The direction the storm takes is of utmost importance to swell production. Sometimes they track north into the Bering Sea. This is poor for California and Hawaii swell production because the energy is moving away from our coastlines. Ideally, the storm stays to the south, intensifying as it passes north of Hawaii. Moving east, the storm slams into a giant ridge of high pressure off the California coast. The system and it’s inclement weather are spun north towards Canada. But the goods are delivered. Swell trains march across the Pacific, slamming the sunny California coast with perfect surf…ideally.
If the high pressure ridge is weakened off the coast of California, the storms can stay south and deliver (much needed) precipitation. These storms can also deliver very intense, shorter period, stormy groundswell. La Nina conditions represent a weaker and more northerly Polar Jet Stream that supports high pressure in the Gulf of Alaska with a less active NPAC storm track. El Nino brings the jet to the south, setting up low pressure in the Gulf and a more active storm track.

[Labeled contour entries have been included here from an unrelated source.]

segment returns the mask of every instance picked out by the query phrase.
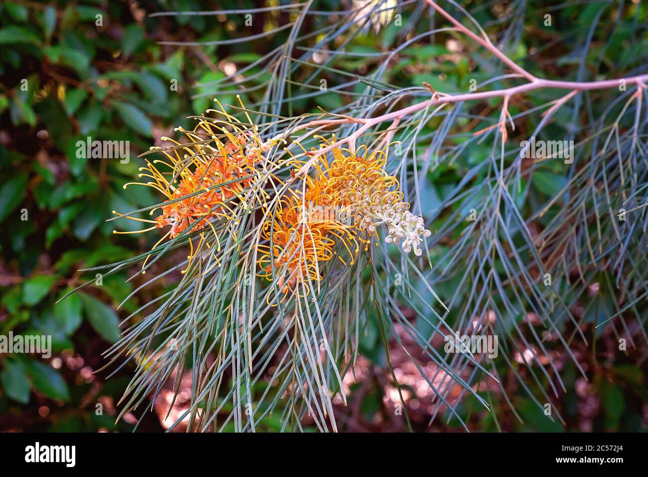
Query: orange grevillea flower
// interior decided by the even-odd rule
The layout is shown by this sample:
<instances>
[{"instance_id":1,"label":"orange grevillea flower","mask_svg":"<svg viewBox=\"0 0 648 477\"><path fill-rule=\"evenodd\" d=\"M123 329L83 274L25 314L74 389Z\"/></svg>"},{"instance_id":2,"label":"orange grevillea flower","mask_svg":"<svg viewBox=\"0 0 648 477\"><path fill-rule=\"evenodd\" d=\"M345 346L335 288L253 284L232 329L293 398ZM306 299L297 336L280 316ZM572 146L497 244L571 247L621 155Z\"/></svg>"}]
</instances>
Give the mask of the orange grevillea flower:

There are innumerable variables that dictate the production and quality of waves at any location. From the size, strength and track of a storm to the local winds and bathymetry. Forecasting accuracy continues to improve as computer and satellite technology advance. Along with our understanding of the large-scale connections between atmospheric phenomenon. So when the Polar Jet Stream troughs, we can rearrange our schedules to enjoy the energy.